Now we can train a spacy model by running:
$ python -m rasa_nlu.train \
--config sample_configs/config_spacy.yml \
--data data/examples/rasa/demo-rasa.json \
--path projects
What do these parameters mean?
- config: configuration of the machine learning model
- data: file / folder that contains the training data
- path: output path where the model is persisted to
If you want to know more about the parameters, there is an overview of the
Configuration. After a few minutes, Rasa NLU will finish
training, and you’ll see a new folder named as
projects/default/model_YYYYMMDD-HHMMSS
with the timestamp
when training finished.
Using Your Model¶
By default, the server will look for all projects folders under the path
directory specified. When no project is specified, as in this example,
a “default” one will be used, itself using the latest trained model.
$ python -m rasa_nlu.server --path projects
More information about starting the server can be found in Using Rasa NLU as a HTTP server.
You can then test your new model by sending a request. Open a new window on your terminal and run
Note
For windows users the windows command line interface doesn’t
like single quotes. Use doublequotes and escape where necessary.
curl -X POST "localhost:5000/parse" -d "{/"q/":/"I am looking for Mexican food/"}" | python -m json.tool
$ curl -X POST localhost:5000/parse -d '{"q":"I am looking for Mexican food"}' | python -m json.tool
which should return
{
"intent": {
"name": "restaurant_search",
"confidence": 0.8231117999072759
},
"entities": [
{
"start": 17,
"end": 24,
"value": "mexican",
"entity": "cuisine",
"extractor": "ner_crf",
"confidence": 0.875
}
],
"intent_ranking": [
{
"name": "restaurant_search",
"confidence": 0.8231117999072759
},
{
"name": "affirm",
"confidence": 0.07618757211779097
},
{
"name": "goodbye",
"confidence": 0.06298664363805719
},
{
"name": "greet",
"confidence": 0.03771398433687609
}
],
"text": "I am looking for Mexican food"
}
If you are using the spacy_sklearn
backend and the entities aren’t
found, don’t panic! This tutorial is just a toy example, with far too
little training data to expect good performance.
Note
Intent classification is independent of entity extraction, e.g. in “I am looking for Chinese food” the entities are not extracted, though intent classification is correct.
Rasa NLU will also print a confidence
value for the intent
classification. For models using spacy
intent classification this will be a probability.

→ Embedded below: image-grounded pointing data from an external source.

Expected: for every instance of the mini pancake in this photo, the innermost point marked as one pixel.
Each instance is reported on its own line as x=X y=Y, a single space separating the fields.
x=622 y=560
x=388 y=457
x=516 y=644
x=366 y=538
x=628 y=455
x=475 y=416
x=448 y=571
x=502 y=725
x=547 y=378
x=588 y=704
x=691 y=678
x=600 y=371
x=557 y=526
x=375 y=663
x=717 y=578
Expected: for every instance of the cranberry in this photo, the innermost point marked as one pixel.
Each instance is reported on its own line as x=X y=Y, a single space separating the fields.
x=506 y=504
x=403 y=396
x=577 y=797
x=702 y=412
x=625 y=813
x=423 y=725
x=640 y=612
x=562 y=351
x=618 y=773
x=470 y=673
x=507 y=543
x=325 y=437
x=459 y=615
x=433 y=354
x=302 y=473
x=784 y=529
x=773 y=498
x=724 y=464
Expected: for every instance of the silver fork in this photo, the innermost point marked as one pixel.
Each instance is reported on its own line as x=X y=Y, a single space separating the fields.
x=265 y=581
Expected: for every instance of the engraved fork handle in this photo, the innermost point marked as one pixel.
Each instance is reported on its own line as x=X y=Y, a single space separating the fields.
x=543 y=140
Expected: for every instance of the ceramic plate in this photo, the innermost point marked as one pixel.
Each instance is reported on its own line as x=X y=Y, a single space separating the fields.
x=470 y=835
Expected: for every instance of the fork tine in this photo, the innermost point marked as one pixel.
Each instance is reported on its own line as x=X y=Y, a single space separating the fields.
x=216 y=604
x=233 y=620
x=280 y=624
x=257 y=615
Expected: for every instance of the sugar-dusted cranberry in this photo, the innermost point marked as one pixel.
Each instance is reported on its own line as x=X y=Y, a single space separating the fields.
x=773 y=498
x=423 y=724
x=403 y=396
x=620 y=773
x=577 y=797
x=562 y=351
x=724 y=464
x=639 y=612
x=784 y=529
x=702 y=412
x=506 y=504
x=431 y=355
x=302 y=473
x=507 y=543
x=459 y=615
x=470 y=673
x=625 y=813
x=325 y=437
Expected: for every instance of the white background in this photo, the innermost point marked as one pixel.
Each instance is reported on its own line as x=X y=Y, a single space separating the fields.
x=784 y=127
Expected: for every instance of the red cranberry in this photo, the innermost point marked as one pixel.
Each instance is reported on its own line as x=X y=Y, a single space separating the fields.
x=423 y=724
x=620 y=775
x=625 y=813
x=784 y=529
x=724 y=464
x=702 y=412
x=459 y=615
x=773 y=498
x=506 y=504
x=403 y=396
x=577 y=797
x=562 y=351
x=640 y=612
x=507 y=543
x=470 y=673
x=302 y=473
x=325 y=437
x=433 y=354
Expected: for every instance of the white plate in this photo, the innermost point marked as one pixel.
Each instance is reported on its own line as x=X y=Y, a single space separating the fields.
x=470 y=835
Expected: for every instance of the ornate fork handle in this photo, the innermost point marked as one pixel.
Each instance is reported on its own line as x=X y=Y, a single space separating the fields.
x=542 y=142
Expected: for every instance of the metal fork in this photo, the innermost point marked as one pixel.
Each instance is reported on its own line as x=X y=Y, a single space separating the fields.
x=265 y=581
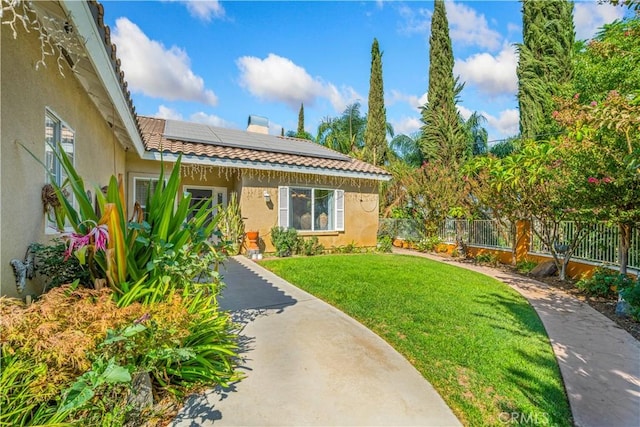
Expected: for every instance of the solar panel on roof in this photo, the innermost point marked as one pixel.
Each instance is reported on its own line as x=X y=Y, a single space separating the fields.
x=205 y=134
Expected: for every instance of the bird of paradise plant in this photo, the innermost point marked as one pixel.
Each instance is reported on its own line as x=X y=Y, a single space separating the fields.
x=129 y=260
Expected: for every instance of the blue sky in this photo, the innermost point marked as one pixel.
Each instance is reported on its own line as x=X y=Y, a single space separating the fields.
x=219 y=62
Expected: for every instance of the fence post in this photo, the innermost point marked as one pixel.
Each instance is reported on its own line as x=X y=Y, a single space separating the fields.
x=523 y=239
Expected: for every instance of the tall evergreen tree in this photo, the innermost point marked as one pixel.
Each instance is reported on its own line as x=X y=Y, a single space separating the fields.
x=301 y=121
x=375 y=136
x=545 y=63
x=300 y=133
x=443 y=135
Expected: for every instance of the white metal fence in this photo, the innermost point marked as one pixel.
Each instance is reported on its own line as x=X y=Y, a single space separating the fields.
x=600 y=245
x=479 y=233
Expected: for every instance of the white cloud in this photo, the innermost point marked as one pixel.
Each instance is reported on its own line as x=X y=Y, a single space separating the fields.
x=464 y=112
x=279 y=79
x=507 y=123
x=414 y=101
x=406 y=125
x=514 y=29
x=155 y=71
x=415 y=21
x=167 y=113
x=469 y=28
x=466 y=25
x=493 y=75
x=205 y=9
x=588 y=17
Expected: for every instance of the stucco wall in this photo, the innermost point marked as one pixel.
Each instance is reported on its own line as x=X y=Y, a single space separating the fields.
x=25 y=95
x=137 y=167
x=361 y=209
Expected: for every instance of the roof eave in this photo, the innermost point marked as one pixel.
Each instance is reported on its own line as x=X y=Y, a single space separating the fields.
x=84 y=22
x=264 y=166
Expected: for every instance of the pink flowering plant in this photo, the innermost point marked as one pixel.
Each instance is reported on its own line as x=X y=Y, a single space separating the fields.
x=131 y=255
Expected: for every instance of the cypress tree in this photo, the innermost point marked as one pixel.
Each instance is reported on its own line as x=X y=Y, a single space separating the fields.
x=443 y=136
x=375 y=135
x=544 y=65
x=301 y=132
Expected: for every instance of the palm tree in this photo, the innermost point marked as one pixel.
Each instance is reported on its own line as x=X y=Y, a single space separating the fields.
x=477 y=134
x=406 y=149
x=345 y=133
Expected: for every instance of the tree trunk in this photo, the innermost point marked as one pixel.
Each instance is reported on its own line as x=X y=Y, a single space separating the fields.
x=623 y=247
x=622 y=307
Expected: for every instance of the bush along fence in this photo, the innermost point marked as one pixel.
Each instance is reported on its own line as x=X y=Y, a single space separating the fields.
x=584 y=247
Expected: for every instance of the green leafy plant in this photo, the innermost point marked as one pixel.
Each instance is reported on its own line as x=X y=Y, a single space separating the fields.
x=232 y=225
x=487 y=258
x=428 y=244
x=312 y=246
x=285 y=240
x=603 y=283
x=84 y=389
x=20 y=399
x=135 y=248
x=630 y=292
x=57 y=269
x=385 y=244
x=525 y=266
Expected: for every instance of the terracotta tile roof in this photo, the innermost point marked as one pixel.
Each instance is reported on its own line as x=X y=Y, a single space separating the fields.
x=153 y=136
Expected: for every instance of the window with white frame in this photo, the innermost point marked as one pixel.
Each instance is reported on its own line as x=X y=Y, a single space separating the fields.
x=143 y=188
x=311 y=209
x=59 y=137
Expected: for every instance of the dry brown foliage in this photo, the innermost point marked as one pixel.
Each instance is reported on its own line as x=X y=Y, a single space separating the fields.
x=65 y=325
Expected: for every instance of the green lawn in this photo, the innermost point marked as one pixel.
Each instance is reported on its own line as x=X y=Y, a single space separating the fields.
x=477 y=341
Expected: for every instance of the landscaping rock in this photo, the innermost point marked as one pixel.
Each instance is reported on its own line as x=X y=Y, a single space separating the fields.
x=141 y=397
x=545 y=269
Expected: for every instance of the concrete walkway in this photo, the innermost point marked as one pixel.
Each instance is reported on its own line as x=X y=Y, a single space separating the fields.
x=308 y=364
x=599 y=361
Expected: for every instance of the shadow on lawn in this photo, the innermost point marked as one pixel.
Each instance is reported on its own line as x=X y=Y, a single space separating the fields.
x=526 y=321
x=545 y=394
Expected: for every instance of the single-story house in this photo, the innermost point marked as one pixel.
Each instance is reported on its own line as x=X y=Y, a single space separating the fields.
x=78 y=97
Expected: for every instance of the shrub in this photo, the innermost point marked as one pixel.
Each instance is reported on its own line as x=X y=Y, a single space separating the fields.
x=83 y=349
x=169 y=223
x=232 y=224
x=525 y=266
x=603 y=283
x=428 y=244
x=385 y=244
x=50 y=262
x=285 y=240
x=312 y=246
x=487 y=258
x=630 y=292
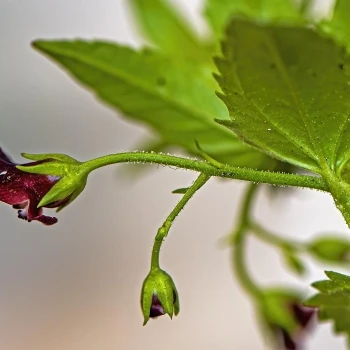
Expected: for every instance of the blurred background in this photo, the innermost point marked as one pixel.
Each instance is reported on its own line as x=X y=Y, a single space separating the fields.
x=76 y=285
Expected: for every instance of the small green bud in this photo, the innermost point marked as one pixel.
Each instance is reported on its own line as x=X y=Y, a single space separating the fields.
x=330 y=249
x=72 y=177
x=159 y=295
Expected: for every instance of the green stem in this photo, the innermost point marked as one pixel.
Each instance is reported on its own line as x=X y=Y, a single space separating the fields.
x=240 y=240
x=164 y=229
x=225 y=171
x=273 y=239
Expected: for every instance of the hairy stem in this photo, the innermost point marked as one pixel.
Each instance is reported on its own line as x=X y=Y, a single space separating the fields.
x=164 y=229
x=226 y=171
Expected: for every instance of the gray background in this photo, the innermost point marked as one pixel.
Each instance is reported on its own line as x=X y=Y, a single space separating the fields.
x=76 y=285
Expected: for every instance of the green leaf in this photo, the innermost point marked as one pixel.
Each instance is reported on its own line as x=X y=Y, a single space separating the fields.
x=333 y=301
x=219 y=12
x=282 y=99
x=338 y=26
x=175 y=99
x=163 y=25
x=330 y=249
x=180 y=190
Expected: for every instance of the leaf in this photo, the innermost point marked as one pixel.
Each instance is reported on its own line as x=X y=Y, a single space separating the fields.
x=165 y=27
x=330 y=249
x=333 y=301
x=338 y=26
x=219 y=12
x=180 y=190
x=282 y=99
x=173 y=98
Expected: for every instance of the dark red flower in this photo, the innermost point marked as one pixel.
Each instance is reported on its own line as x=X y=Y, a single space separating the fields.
x=24 y=190
x=303 y=317
x=157 y=308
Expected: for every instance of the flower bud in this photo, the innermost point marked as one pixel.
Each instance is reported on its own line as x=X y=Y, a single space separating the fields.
x=70 y=172
x=159 y=295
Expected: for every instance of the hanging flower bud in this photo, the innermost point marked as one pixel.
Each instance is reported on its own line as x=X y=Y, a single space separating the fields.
x=159 y=295
x=286 y=318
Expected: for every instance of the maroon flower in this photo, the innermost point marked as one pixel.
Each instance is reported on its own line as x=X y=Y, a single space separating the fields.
x=24 y=190
x=303 y=317
x=157 y=308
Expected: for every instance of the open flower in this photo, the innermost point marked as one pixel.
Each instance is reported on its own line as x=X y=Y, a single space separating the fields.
x=303 y=317
x=159 y=295
x=32 y=186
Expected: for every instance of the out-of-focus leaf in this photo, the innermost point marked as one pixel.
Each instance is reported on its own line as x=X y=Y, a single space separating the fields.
x=338 y=25
x=284 y=318
x=284 y=101
x=333 y=301
x=173 y=98
x=164 y=26
x=219 y=12
x=330 y=249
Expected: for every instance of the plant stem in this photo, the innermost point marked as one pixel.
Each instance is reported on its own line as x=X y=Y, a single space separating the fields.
x=239 y=245
x=164 y=229
x=273 y=239
x=226 y=171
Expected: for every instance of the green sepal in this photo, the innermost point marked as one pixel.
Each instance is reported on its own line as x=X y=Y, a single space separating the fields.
x=72 y=174
x=160 y=283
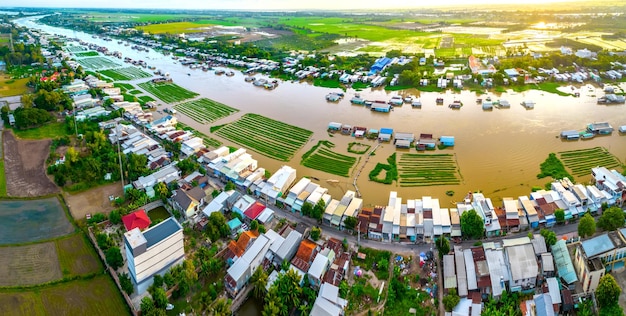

You can use this to do some error handling in your chatbot (ex: asking the user again if the confidence is low) and it’s also helpful for prioritising which intents need more training data.
Note
The output may contain other or less attributes, depending on the
pipeline you are using. For example, the mitie
pipeline doesn’t
include the "intent_ranking"
(see example below) whereas the
spacy_sklearn
pipeline does (see example above).
With very little data, rasa NLU can in certain cases already generalise concepts, for example:
$ curl -X POST localhost:5000/parse -d '{"q":"I want some italian food"}' | python -m json.tool
{
"intent": {
"name": "restaurant_search",
"confidence": 0.5792111723774511
},
"entities": [
{
"entity": "cuisine",
"value": "italian",
"start": 12,
"end": 19,
"extractor": "ner_crf",
"confidence": 0.875
}
],
"text": "I want some italian food"
}
even though there’s nothing quite like this sentence in the examples used to train the model. To build a more robust app you will obviously want to use a lot more training data, so go and collect it!